In MN 40, we have a description of a bad mendicant. Their bad qualities and behavior are said to be like a deadly dagger that they keep stashed away inside their outer robe (saṇghāti). The translation by Ven Bodhi evidently missed the point of the simile, though it was caught by the earlier translations by Horner and Chalmers.
The description of the weapon is unique and difficult. With word-by-word rendering
matajaṃ nāma āvudhajātaṃ ubhatodhāraṃ pītanisitaṃ
mataja-named—kind of weapon—double-edged—(yellow)-whetted
The commentary gives a long explanation for mataja which shows it thought it was based on maraṇa. I don’t have a problem with this; maybe we could say, “the kind of weapon called ‘death-dealer’” or something.
Dhārā here means edge, in a sense apparently unattested elsewhere in the EBTs.

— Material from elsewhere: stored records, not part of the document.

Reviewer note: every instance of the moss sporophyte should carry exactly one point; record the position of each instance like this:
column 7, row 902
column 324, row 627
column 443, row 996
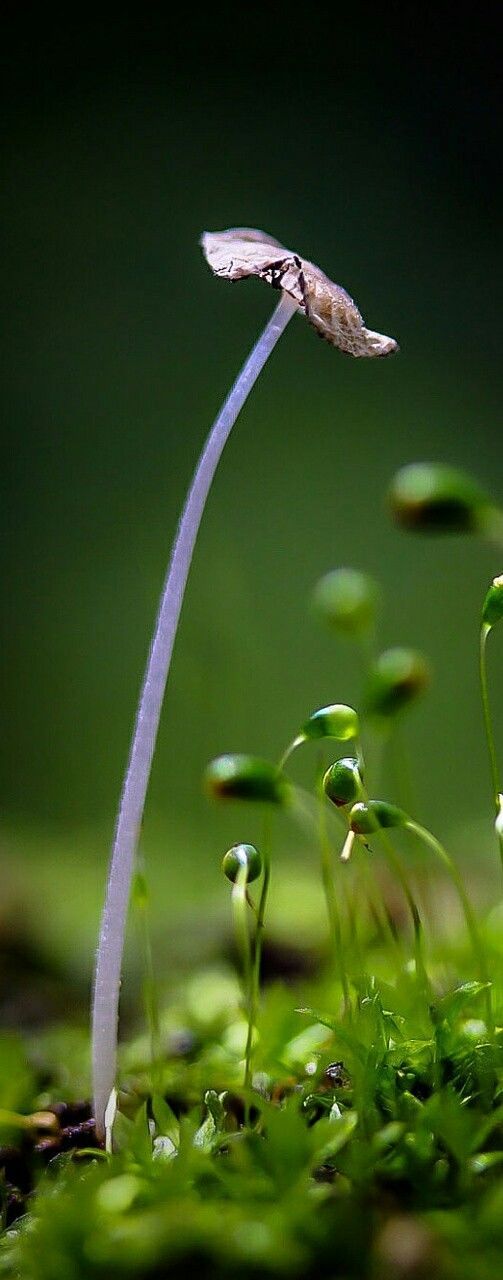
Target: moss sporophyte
column 233, row 255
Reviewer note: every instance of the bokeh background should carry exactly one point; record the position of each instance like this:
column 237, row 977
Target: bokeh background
column 369, row 142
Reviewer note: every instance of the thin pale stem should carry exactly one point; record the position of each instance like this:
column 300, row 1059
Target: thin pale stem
column 242, row 937
column 488, row 726
column 257, row 954
column 141, row 900
column 132, row 801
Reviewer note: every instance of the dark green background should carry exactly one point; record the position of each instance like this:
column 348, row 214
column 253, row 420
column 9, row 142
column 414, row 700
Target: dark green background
column 367, row 142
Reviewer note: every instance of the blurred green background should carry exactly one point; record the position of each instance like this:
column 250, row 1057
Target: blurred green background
column 369, row 144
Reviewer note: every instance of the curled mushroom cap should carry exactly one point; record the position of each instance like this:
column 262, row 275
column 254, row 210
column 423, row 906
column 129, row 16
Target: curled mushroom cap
column 243, row 251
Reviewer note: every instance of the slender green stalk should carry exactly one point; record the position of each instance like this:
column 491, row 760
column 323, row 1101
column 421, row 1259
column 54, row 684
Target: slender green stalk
column 239, row 905
column 488, row 722
column 375, row 900
column 471, row 923
column 396, row 864
column 489, row 732
column 106, row 987
column 330, row 896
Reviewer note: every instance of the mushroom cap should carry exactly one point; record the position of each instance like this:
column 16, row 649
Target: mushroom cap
column 242, row 251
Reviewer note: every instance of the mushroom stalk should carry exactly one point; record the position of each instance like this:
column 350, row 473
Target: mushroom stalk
column 105, row 1009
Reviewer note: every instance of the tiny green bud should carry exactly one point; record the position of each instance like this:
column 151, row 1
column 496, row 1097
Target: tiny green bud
column 396, row 680
column 342, row 782
column 498, row 823
column 430, row 497
column 370, row 816
column 245, row 777
column 347, row 599
column 493, row 603
column 242, row 858
column 337, row 721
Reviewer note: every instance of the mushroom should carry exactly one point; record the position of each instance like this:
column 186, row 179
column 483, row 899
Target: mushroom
column 233, row 255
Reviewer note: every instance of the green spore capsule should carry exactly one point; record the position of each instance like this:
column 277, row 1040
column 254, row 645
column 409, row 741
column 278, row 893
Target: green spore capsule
column 245, row 777
column 397, row 679
column 342, row 782
column 493, row 603
column 370, row 816
column 242, row 858
column 428, row 497
column 347, row 599
column 337, row 721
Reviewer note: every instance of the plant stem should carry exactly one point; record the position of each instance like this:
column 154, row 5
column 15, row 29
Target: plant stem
column 471, row 924
column 330, row 897
column 488, row 723
column 132, row 801
column 488, row 726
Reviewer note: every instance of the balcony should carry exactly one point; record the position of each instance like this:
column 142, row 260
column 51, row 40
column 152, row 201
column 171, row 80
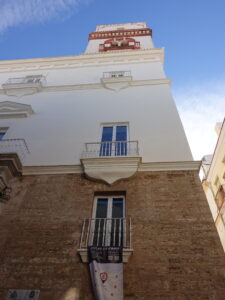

Nisita has been rendered by previous translators as “sharpened” or “whetted”, but see below.
Pīta is problematic. It means either “having drunk” or “yellow”, neither of which makes obvious sense. The commentary takes it in the former sense, saying that the blade has been whetted on a stone soaked in water. This sense has been accepted by previous translators.
However, the Sanskrit dictionaries give another sense of pīta: orpiment.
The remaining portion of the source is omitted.